The Biden administration announced the
three-nation pact, called AUKUS, on Wednesday. The surprise decision to share
sensitive nuclear submarine technology with Australia has already prompted a
swift backlash from China — the apparent target of the pact — and set off a
diplomatic spat with France by scuttling an earlier deal in which Australia
would have purchased 12 French diesel-powered submarines.
These are extremely undesirable and
dangerous acts which will upset the strategic balance in the Asia-Pacific
region and trigger off a chain of nuclear arms race,” North Korean state news
media Korean Central News Agency quoted a Foreign Ministry official as saying.
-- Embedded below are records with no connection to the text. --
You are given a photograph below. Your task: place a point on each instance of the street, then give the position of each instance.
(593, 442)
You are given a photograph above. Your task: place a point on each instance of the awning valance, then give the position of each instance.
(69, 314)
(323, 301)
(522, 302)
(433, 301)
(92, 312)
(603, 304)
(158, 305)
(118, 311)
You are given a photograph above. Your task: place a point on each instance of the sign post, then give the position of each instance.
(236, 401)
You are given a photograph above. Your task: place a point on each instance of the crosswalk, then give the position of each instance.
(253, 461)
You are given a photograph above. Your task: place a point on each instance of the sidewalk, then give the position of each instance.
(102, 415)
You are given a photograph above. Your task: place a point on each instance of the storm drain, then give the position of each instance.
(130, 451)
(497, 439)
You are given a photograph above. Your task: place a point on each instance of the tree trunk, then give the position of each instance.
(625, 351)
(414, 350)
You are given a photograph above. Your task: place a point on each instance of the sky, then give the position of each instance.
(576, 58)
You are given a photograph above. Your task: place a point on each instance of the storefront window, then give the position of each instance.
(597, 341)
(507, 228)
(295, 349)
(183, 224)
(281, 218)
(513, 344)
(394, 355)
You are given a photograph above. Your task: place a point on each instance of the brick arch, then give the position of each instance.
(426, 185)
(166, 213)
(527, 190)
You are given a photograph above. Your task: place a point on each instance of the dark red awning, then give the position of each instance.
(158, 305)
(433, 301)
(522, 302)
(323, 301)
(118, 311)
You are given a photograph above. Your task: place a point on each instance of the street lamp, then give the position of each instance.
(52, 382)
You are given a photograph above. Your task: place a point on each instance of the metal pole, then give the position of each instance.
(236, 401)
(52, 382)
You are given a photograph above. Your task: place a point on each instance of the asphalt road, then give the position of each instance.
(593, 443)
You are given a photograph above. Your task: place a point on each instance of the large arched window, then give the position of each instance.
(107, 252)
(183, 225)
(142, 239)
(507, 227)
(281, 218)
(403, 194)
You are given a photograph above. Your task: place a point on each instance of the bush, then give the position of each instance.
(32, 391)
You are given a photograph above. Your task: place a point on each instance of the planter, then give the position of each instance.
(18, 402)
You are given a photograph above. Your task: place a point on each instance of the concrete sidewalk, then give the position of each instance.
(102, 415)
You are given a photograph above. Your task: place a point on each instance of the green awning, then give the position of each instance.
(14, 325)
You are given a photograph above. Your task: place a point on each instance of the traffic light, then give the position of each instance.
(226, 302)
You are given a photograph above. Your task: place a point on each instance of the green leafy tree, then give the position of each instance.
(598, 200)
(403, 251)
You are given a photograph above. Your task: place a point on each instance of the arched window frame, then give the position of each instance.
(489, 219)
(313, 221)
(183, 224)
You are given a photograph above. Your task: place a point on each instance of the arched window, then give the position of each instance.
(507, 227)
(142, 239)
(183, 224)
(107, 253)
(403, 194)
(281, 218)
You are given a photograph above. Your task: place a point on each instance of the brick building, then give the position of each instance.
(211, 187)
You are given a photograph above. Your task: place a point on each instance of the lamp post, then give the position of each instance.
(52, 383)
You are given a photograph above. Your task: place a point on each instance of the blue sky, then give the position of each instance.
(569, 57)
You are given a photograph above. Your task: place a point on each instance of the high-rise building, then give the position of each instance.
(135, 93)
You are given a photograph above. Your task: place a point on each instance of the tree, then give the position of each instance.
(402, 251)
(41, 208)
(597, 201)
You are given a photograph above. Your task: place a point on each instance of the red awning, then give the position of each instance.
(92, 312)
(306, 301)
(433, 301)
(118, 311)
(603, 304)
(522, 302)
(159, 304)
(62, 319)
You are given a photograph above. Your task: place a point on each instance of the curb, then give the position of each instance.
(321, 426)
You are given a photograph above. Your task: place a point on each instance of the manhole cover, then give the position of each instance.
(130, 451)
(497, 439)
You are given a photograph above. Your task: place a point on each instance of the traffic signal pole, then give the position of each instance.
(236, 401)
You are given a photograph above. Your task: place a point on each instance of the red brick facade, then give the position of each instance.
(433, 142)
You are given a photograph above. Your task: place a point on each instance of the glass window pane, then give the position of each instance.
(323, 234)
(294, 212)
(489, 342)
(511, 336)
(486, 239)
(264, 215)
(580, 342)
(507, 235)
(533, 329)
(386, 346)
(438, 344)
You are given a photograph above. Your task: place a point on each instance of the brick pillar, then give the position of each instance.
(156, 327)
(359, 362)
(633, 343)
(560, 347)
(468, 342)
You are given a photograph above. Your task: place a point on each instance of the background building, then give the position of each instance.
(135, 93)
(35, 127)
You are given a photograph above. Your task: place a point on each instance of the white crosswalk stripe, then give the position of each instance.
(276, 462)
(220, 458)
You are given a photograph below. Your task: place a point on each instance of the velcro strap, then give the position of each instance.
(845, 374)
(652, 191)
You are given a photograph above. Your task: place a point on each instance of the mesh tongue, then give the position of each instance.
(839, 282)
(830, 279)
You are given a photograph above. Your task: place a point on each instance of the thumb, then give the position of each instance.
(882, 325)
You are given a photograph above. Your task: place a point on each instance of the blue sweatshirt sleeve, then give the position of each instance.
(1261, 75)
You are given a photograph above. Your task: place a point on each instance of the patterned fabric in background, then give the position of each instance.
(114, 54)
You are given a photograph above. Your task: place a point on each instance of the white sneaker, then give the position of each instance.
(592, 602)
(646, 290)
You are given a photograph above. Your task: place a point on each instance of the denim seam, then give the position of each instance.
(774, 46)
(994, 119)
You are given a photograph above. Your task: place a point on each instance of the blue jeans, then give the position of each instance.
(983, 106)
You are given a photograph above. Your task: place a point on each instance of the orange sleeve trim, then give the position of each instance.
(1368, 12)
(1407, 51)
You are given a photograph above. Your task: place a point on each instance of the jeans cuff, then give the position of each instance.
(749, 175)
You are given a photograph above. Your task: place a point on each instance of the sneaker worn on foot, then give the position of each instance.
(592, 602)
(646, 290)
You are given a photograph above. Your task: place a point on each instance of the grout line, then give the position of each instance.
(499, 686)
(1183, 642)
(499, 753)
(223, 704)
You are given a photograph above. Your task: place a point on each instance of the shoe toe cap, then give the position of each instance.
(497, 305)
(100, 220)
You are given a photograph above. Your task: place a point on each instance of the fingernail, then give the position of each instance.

“It is quite natural that neighboring
countries including China condemned these actions as irresponsible ones of
destroying the peace and stability of the region and the international nuclear
nonproliferation system and of catalyzing the arms race,” the official added.
The North Korean condemnation comes just
days after Pyongyang test-fired a pair of ballistic missiles and a new
long-range cruise missile, stoking tensions in the first public testing
activity in months amid a prolonged deadlock in nuclear talks with Washington.
North Korea has so far not responded to outreach efforts by the Biden
administration.
State media reported that North Korea
developed the cruise missiles over two years, fulfilling key defense goals set
by North Korean leader Kim Jong Un — a claim that hinted at the possible
nuclear capability of the missiles. KCNA described the missiles as a “strategic
weapon of great significance.”
South and North Korea have both been
developing increasingly sophisticated weapons amid stalled efforts to ease
tension on the peninsula. South Korea tested a submarine-launched ballistic
missile on Wednesday. In a commentary published Monday by state media, the chief
of a North Korean military think tank, Jang Chang Ha, derided the South’s
effort as “clumsy.”
In a statement on its defense plans last
week, South Korea said that “the military will work to ensure security and
peace on the Korean Peninsula by achieving powerful deterrence capabilities
through the development of missiles that are stronger, and can go further and
with more precision.”
Responding to news of the trilateral
security pact on Monday, the unnamed North Korean ministry official described
the United States as “the chief culprit toppling the international nuclear
nonproliferation system,” adding that its “double-dealing attitude” was
threatening “world peace and stability.”
The official said that North Korea will
“certainly take a corresponding counteraction in case it has even a little
adverse impact on the security of our country.”
Australia said last week it has “no plans
to acquire nuclear weapons” and that the submarine proposal will “remain
consistent with Australia’s long-standing commitment to nuclear
non-proliferation” — a global stance Prime Minister Scott Morrison said all
three nations are committed to upholding.